Kadlec: Amen. We find ourselves reading and referencing research in patient-centered healthcare for lots of different reasons, not least of which is because of how clearly it shows that creating a true “culture of care” requires the active commitment and creative co-ownership of frontline practitioners. Leadership from the top is not enough to effect the changes needed, and passive ‘buy-in’ isn’t either, but this is a great puzzle because it deprives us of all easy answers about how evidence-based ideas become real solutions with real outcomes.

 

Mehaffy: Exactly, and we’ve talked a bit in other conversations about why generic leadership training programs don’t serve the needs of public access-oriented higher education institutions particularly well. Most leaders, presidents and provosts, realize or learn quickly that they don’t live in a ‘command-and-control’ world in which change can be effected without with distributed leadership.

 

Kadlec: Indeed. This is why we’re always preaching the importance of cross-silo skill-building for adaptive leadership, which is a lot different than merely ‘managing’ change.

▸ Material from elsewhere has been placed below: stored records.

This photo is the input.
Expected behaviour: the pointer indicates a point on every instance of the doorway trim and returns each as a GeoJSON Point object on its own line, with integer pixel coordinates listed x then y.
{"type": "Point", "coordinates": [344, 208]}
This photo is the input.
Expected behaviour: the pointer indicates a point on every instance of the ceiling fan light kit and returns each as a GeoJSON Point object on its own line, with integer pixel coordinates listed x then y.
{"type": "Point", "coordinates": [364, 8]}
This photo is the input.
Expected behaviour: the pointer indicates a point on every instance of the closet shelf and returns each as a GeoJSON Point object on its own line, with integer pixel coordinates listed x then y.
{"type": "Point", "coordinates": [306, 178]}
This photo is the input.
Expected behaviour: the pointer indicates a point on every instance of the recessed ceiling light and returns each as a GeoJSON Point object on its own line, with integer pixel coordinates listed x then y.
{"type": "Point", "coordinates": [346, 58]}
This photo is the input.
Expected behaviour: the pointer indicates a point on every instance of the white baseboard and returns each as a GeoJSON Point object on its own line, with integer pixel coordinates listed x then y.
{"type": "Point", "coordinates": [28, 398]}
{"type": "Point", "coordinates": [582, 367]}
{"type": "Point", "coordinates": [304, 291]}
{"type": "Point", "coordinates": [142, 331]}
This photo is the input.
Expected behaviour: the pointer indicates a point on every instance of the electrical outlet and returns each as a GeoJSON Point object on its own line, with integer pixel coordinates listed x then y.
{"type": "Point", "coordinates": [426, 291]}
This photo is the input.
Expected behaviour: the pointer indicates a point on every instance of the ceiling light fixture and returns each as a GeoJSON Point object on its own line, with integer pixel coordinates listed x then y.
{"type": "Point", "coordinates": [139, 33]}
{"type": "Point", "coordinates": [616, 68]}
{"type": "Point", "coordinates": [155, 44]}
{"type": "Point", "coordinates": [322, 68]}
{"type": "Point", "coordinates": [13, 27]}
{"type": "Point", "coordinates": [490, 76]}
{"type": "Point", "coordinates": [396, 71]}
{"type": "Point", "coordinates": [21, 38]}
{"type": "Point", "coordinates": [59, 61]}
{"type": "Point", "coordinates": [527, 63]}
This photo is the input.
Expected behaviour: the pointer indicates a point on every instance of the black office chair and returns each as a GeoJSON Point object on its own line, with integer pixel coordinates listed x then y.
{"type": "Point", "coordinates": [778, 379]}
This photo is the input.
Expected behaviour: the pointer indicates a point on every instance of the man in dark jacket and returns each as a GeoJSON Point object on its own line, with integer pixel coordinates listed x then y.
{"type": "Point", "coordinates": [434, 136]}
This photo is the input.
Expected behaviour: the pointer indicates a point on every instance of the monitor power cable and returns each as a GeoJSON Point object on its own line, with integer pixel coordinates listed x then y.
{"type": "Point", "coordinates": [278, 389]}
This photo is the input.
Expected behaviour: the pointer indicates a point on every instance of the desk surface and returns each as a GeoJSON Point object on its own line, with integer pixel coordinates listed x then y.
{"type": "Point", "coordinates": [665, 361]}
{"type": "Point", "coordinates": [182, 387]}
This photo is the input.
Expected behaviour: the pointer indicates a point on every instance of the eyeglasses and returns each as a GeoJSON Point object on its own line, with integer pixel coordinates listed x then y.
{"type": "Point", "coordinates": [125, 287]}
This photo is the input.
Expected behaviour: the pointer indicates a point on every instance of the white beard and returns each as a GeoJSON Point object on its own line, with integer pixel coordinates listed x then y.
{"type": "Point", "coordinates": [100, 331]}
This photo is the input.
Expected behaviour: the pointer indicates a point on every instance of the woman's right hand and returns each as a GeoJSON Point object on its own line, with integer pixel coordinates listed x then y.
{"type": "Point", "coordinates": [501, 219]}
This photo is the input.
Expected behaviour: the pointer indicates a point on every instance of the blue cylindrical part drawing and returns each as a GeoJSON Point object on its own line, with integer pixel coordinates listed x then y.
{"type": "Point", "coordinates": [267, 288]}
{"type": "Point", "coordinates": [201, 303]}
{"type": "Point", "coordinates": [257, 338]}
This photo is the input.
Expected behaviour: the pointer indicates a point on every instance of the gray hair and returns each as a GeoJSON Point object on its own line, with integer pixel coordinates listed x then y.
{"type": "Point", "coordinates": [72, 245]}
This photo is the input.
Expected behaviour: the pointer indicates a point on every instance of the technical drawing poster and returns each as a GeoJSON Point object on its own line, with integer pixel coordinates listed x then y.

So, by way of wrap up here, I want to ask you why you’ve decided to join Sova for the next chapter of your career. How did we get so lucky?

 

Mehaffy: Well, I’ve become enormously committed to this notion of student success, and to get to student success requires institutional transformation. It requires changes in policies, it requires changes in practice and in mindset. As you described just now, it requires enormous leadership at multiple levels, and it requires a culture that supports student success in the most fundamental ways. This is not easy work. As we said, it’s counter-cultural. As I began thinking about life after AASCU, I looked around at organizations and found only one that I thought was really doing the kind of deep analytical and insightful work that’s required to make a fundamental and profound change in institutional behavior, and that was Sova.

 

Of course, I’ve known you all for a long time. Paul [Markham] was the first recipient of and “Emerging Leaders in Civic Engagement” award we created through the American Democracy Project more than a decade ago. And over the years while you were at Public Agenda, I’d gotten to know you, too. But it’s what you’re doing together with Sova, and the talented team you’ve put together, that really interests me. I think that there are few organizations out there that are well equipped, and with the kinds of professional histories that you all bring, to do the work that needs doing. I think Sova is doing some of the most important work in the country with respect to student success. And that’s why I was immediately drawn to you all as an outlet for my continuing intrigue about this notion of how we help many more students graduate and thrive, particularly those students for whom the playing field has not yet been leveled.

 

Kadlec: Well, George, we are honored and excited for the next chapter together. As we often say to one another at the end of emails: Onward!